Here is the finding listed as the “key takeaway” in a report compiled by the inspector general for the Department of Health and Human Services and released to the American public on Thursday:
The total number of children separated from a parent or guardian by immigration authorities is unknown. Pursuant to a June 2018 Federal District Court order, HHS [the U.S. Department of Health and Human Services] has thus far identified 2,737 children in its care at that time who were separated from their parents. However, thousands of children may have been separated during an influx that began in 2017, before the accounting required by the Court, and HHS has faced challenges in identifying separated children.
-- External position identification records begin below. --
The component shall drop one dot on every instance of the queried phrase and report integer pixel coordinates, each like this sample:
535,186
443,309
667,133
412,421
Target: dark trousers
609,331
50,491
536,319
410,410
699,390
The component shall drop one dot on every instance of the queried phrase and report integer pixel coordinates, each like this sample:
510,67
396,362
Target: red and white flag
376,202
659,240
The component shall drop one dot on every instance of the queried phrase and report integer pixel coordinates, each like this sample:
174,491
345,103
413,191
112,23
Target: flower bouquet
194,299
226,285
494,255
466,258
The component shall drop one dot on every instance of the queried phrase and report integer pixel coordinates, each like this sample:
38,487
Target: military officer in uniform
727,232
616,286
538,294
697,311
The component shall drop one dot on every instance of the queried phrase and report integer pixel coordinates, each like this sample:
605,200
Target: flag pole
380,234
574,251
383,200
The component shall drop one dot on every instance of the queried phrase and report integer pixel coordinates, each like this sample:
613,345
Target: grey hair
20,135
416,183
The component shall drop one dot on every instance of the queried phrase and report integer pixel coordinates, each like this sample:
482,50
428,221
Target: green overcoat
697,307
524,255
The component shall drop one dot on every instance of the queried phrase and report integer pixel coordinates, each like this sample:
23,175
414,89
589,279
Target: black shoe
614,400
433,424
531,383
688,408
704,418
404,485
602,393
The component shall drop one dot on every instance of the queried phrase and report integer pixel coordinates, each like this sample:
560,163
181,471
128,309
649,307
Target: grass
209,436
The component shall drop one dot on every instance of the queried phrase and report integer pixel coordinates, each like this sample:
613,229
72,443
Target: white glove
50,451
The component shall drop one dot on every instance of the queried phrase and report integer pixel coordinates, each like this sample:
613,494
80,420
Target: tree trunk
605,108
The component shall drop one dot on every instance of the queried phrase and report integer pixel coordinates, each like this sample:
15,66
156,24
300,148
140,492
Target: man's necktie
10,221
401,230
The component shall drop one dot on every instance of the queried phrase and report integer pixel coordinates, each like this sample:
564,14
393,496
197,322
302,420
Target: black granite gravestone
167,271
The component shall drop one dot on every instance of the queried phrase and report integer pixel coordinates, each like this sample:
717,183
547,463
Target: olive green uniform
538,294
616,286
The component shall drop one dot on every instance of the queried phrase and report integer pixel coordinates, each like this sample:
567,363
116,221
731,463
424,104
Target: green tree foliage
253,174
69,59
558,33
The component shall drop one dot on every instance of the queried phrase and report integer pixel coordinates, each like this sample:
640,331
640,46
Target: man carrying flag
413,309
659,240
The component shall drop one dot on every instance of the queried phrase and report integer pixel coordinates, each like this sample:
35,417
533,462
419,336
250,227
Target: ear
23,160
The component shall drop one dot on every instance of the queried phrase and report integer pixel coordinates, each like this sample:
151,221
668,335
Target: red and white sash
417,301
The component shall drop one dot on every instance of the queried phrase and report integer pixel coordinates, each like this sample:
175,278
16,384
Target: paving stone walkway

It bears repeating: The total number of children separated from a parent or guardian by immigration authorities is unknown. Carelessness can suggest sloppiness, but it can also suggest something more literal: a simple lack of caring. The Office of Inspector General report, an attempt to graft care, after the fact, onto a process that seems to have involved little of it, doubles as a broad accounting of the U.S. government’s treatment of the families it separated, as part of its “zero tolerance” policy, at the southern border. And its conclusion presents evidence that Donald Trump’s administration has managed to combine both kinds of carelessness at once. Chaos, cruelty, xenophobia, thousands of children more than were previously acknowledged to have been separated from their families: They’re made manifest in the numbers in the report, and in the phantom numbers that poor record-keeping has made it impossible to know.
Last year, when the separation policy and its horrific results catapulted to the attention of the American public, members of the Trump administration and their allies in the media attempted to downplay the situation by suggesting that empathy for the families, torn apart and caged like animals, was wrong. “Child actors,” Ann Coulter said. “Don’t believe the press,” Homeland Security Secretary Kirstjen Nielsen warned. It was a particularly pernicious twist on Orwellianism—lies aimed not at the mind, but at the heart—and it is a strategy that has, despite its profound untruths, continued over the past several months. In November, a Reuters photographer captured a picture of a woman and two children running to evade the stinging smoke of tear gas that had been lobbed at a group of migrants by U.S. Border Patrol agents. The image was, in some quarters, dismissed as a hoax: the whole thing staged for the cameras, the argument went, in order to produce sympathy. A deceit in the guise of journalism, allegedly; a conspiracy that turned empathy itself into the liar.